Aims
All women with non-mucinous epithelial ovarian cancers should be referred for genetic testing, particularly for BRCA1/2, to access targeted therapy, identify those who may benefit from risk-reducing surgery and predicting familial risks. This retrospective study aimed to determine the rate of germline and/or somatic BRCA testing in women with high-grade serous ovarian cancer. Secondary outcomes were the number of women with a germline or somatic only mutation, and to find characteristics associated with reduced testing.
Methods
All adult women with high-grade serous ovarian cancer discussed at the two South Australian gynaecology-oncology multidisciplinary meetings from January 2020 to June 2021 were included. Descriptive statistics were used for the primary outcome. Characteristics were assessed for significance using chi-square or Fisher’s exact test. Significant variables were further analysed with multivariable logistic regression.
Results
Of the 127 women included, 117 (92.1%) had germline testing, 78 (61.4%) had somatic testing and 7 (5.5%) had neither. Of the women who had germline testing, 17 (14.5%) had pathogenic variants and 1 with a germline mutation did not have a somatic mutation. Of the 103 women who were germline wild-type or were not tested, 60 (58.3%) proceeded to have somatic testing. Of the women who had somatic testing, 15 (19.2%) had pathogenic variants, 7 of which were somatic only mutations.

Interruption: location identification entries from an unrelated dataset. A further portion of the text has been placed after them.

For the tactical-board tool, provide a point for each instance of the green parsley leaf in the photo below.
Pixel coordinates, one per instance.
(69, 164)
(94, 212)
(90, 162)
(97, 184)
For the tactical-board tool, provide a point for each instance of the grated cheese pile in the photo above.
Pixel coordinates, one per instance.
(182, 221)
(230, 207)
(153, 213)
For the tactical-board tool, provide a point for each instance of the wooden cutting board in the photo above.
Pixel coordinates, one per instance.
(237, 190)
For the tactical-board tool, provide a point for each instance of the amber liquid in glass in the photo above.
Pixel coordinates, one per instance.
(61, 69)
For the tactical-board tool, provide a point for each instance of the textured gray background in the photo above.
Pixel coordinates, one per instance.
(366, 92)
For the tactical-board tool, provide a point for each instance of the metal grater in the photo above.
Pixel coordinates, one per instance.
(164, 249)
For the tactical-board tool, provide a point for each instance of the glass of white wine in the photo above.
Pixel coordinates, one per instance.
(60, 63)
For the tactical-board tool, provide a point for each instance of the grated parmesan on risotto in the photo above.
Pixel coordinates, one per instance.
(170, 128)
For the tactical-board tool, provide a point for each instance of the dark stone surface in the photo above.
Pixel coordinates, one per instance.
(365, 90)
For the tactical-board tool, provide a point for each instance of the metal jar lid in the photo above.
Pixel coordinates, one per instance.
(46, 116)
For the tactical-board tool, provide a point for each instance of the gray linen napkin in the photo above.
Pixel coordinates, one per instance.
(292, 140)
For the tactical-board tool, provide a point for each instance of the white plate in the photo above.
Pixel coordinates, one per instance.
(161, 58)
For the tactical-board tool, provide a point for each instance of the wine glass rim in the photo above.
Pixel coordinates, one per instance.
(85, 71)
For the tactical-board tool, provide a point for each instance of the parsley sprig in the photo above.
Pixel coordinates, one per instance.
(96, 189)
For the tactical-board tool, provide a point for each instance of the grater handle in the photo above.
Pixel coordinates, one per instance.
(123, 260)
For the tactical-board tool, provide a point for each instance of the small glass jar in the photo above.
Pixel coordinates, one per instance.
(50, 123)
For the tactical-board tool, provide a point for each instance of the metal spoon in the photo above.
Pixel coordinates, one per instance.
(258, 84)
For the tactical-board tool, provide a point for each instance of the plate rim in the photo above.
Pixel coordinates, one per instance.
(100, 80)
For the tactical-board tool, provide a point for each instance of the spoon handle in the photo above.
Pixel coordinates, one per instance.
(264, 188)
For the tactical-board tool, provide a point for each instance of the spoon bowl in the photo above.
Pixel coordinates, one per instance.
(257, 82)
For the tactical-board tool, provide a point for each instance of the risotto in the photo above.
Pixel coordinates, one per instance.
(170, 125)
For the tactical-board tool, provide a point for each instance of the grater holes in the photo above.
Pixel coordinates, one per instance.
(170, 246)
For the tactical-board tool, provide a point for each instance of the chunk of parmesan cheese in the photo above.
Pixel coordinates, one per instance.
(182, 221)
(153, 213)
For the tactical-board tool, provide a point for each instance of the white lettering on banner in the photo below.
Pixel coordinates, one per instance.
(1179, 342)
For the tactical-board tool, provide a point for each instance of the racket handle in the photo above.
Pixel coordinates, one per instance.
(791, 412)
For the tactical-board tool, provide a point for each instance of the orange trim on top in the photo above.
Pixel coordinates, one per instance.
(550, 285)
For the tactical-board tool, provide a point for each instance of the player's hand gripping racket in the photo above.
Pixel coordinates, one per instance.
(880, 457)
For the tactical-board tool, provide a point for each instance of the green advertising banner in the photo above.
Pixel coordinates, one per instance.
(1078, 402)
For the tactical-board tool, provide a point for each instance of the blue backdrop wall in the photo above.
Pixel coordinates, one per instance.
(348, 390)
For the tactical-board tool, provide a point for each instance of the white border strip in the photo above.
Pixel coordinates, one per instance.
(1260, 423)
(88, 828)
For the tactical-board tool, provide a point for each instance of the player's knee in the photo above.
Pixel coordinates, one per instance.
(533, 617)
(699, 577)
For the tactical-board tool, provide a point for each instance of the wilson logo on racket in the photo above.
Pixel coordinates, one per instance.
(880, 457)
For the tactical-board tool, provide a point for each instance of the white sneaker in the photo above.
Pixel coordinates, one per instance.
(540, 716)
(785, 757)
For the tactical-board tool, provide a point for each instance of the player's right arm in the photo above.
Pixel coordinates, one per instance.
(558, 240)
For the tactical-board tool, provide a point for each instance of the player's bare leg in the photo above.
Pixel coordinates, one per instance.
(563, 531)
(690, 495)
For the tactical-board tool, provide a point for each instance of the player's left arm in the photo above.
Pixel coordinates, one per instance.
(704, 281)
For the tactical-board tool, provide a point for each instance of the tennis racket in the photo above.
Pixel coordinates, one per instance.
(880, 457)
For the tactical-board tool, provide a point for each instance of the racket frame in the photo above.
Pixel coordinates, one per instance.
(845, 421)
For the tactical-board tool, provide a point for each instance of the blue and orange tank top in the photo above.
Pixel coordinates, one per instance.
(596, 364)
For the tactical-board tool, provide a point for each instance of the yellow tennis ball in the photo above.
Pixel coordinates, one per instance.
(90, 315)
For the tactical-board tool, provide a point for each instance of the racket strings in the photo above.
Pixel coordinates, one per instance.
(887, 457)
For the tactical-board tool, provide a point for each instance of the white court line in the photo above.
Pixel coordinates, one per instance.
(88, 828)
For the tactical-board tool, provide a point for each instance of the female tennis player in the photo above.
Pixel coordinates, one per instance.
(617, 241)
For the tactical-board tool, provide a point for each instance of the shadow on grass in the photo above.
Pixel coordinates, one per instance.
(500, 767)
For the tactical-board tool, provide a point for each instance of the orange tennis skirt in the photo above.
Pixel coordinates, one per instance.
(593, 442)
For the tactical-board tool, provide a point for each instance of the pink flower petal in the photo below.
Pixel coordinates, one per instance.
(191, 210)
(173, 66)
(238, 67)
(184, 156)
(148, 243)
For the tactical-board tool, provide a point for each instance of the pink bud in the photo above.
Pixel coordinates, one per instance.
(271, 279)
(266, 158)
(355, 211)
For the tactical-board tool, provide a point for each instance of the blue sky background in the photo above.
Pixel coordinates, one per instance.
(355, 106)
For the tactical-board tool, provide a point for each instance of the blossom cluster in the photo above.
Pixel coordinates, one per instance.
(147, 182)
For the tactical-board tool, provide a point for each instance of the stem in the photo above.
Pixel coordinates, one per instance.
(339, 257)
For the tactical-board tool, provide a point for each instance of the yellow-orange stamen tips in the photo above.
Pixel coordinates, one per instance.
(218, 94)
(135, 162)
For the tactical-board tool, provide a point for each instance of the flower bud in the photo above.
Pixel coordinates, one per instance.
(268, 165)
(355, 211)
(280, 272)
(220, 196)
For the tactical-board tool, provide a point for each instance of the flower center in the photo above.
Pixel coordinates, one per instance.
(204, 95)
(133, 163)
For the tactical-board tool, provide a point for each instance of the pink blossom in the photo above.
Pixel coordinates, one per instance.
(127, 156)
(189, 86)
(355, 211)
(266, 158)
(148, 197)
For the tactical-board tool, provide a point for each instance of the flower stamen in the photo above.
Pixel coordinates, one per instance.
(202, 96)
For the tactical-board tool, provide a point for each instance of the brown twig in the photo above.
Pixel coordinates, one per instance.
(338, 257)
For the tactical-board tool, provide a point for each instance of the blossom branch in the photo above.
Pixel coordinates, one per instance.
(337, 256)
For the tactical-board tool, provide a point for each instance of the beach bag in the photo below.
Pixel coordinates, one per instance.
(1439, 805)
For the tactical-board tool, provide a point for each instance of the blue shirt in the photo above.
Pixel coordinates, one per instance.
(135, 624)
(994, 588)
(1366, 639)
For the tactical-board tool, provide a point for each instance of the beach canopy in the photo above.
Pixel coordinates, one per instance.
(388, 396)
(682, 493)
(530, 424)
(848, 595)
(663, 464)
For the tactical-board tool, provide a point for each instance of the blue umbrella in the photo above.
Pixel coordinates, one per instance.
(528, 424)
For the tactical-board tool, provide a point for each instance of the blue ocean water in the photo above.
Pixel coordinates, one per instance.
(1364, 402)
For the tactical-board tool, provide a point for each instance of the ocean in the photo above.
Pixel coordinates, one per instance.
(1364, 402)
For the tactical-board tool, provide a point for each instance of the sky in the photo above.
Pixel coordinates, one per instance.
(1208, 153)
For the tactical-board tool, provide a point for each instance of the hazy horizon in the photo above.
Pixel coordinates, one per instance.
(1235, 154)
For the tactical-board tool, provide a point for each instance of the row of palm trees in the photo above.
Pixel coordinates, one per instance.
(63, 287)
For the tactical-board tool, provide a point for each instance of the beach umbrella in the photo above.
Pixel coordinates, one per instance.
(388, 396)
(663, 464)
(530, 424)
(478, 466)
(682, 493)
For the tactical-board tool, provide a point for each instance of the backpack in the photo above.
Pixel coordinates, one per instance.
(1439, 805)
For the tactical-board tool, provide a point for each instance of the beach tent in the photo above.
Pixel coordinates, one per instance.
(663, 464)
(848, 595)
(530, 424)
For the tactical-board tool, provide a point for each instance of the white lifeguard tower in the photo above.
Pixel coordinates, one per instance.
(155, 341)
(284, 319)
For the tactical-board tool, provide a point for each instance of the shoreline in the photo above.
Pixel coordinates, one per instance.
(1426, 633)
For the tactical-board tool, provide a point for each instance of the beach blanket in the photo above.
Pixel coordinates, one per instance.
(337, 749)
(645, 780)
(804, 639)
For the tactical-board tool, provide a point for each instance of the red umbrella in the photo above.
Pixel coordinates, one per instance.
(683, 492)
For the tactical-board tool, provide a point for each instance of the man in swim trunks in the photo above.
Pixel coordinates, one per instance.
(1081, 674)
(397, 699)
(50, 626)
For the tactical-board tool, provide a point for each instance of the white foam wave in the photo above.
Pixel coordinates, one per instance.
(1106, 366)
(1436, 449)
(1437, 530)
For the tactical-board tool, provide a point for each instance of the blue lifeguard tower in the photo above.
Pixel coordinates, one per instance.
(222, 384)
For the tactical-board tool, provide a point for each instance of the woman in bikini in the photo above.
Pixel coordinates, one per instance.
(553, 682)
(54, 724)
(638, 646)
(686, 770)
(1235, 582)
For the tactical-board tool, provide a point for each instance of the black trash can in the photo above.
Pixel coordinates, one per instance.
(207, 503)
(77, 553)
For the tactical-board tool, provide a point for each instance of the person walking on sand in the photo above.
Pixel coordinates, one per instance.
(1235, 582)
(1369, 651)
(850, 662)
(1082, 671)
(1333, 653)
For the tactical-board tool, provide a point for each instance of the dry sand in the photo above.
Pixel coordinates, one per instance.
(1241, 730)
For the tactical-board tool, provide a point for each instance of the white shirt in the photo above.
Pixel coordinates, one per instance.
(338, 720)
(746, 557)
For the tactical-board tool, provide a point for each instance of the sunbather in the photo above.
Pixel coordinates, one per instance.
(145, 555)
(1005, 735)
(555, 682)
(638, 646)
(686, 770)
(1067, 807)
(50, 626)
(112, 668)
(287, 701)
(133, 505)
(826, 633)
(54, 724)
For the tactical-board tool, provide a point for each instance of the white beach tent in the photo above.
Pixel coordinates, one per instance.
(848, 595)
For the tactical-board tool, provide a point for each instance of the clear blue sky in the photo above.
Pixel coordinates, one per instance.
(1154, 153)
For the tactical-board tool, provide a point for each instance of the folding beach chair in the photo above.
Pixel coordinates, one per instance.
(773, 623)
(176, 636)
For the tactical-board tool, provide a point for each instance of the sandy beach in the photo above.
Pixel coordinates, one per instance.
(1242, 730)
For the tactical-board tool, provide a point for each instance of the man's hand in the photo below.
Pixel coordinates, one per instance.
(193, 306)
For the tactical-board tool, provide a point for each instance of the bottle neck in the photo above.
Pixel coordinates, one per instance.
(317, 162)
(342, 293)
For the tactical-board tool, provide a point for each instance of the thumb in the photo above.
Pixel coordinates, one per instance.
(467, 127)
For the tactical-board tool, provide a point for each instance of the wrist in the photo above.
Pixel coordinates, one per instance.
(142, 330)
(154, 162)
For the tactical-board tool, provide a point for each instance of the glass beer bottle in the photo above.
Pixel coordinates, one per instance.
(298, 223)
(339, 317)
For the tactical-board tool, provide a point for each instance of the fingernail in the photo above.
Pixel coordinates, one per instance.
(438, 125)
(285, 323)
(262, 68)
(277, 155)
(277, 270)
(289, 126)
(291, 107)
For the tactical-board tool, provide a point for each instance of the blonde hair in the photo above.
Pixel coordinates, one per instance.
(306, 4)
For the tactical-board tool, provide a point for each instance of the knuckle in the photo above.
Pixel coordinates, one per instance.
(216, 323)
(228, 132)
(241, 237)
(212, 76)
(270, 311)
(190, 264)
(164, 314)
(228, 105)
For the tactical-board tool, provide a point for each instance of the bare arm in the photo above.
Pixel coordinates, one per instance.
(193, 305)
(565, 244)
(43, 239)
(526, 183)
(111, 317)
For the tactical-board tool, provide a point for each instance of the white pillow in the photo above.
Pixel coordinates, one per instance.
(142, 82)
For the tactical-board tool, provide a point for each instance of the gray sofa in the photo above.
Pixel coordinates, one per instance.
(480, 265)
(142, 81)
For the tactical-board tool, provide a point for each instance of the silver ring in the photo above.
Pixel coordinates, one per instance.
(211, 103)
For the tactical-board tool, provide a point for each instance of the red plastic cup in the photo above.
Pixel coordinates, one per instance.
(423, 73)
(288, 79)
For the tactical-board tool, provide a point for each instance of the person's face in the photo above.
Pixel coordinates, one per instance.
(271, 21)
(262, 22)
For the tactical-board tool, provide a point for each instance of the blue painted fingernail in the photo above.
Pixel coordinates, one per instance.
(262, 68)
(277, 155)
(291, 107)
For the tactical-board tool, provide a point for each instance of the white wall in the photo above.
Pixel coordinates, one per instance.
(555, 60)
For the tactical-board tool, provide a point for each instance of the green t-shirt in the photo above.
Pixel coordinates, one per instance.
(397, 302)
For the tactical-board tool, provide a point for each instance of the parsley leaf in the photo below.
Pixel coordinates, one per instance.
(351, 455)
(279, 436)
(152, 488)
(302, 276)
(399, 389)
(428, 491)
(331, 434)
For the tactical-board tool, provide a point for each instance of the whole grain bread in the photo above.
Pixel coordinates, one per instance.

Overall, 24 (18.9%) had either germline or somatic pathogenic variants. Women who had surgery (OR 4.32, 95% CI 1.15-16.22, p=0.03) were more likely to have germline testing. No characteristics resulted in statistically significant differences in the rates of somatic testing.
Conclusion
Quality improvement measures and a standardised approach to testing is required to improve the uptake of testing in South Australia. Both somatic and germline testing are important due to the risk of false negatives with somatic testing and the chance to have a somatic only mutation.